A wheel has moment of inertia $5 \times {10^{ - 3}}\,{\text{kg}}\,{{\text{m}}^2}$ and is making 20 rev/sec. Torque needed to stop it in 10 sec is ……..$\times {10^{ - 2}}\,{\text{N}} - {\text{m}}$:
A. $2\pi$
B. $2.5\pi$
C. $4\pi$
D. $4.5\pi$

Answer 1

Convert the angular velocity from rev/sec to rev/s. Determine the angular retardation required to stop the rotating wheel. Recall the formula for the torque acting on the rotating body in terms of its moment of inertia.

Formula used:
1. Angular acceleration, $\alpha = \dfrac{{{\omega _f} - {\omega _0}}}{t}$,
where, ${\omega _f}$ is the final angular velocity and ${\omega _0}$ is the initial angular velocity.
2. Torque, $\tau = I\alpha$
Here, I is the moment of inertia.

Complete step by step answer:
We have given that the initial angular velocity of the wheel is 20 rev/sec. Let us convert it into rad/sec as follows,
${\omega _0} = \left( {20\dfrac{{{\text{rev}}}}{{{\text{sec}}}}} \right)\left( {\dfrac{{2{\pi ^c}}}{{1\,{\text{rev}}}}} \right) = 40\pi \,{\text{rad/sec}}$
The angular acceleration or we can say angular retardation required to stop the wheel in 10 seconds is can be calculated as,
$\alpha = \dfrac{{{\omega _0}}}{t}$

Substituting ${\omega _0} = 40\pi \,{\text{rad/sec}}$ and $t = 10\,{\text{s}}$ in the above equation, we get,
$\alpha = \dfrac{{40\pi }}{{10}}$
$\Rightarrow \alpha = 4\pi \,{\text{rad/}}{{\text{s}}^2}$
The torque acting on the rotating wheel to stop it is given by,
$\tau = I\alpha$
Here, I is the moment of inertia.
Substituting $5 \times {10^{ - 3}}\,{\text{kg}}\,{{\text{m}}^2}$ for I and $4\pi \,{\text{rad/}}{{\text{s}}^2}$ for $\alpha$ in the above equation, we get,
$\tau = \left( {5 \times {{10}^{ - 3}}} \right)\left( {4\pi } \right)$
$\therefore \tau = 2\pi \times {10^{ - 2}}\,{\text{N}} - {\text{m}}$

So, the correct answer is option A.

Note: Students should always convert the angular speed from rev/sec into rad/sec.

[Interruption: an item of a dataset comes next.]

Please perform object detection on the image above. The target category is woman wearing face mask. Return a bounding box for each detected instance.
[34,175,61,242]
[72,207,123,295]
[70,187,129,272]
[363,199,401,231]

To do so, note that 1 revolution is $360^\circ \,{\text{or 2}}{\pi ^c}$. The angular acceleration is given as, $\alpha = \dfrac{{{\omega _f} - {\omega _0}}}{t}$, where, ${\omega _f}$ is the final angular velocity and ${\omega _0}$ is the initial angular velocity. Since the wheel stops at final time, we have taken the final angular velocity as zero. Note that, if the angular acceleration has negative sign, the body is said to undergo retardation.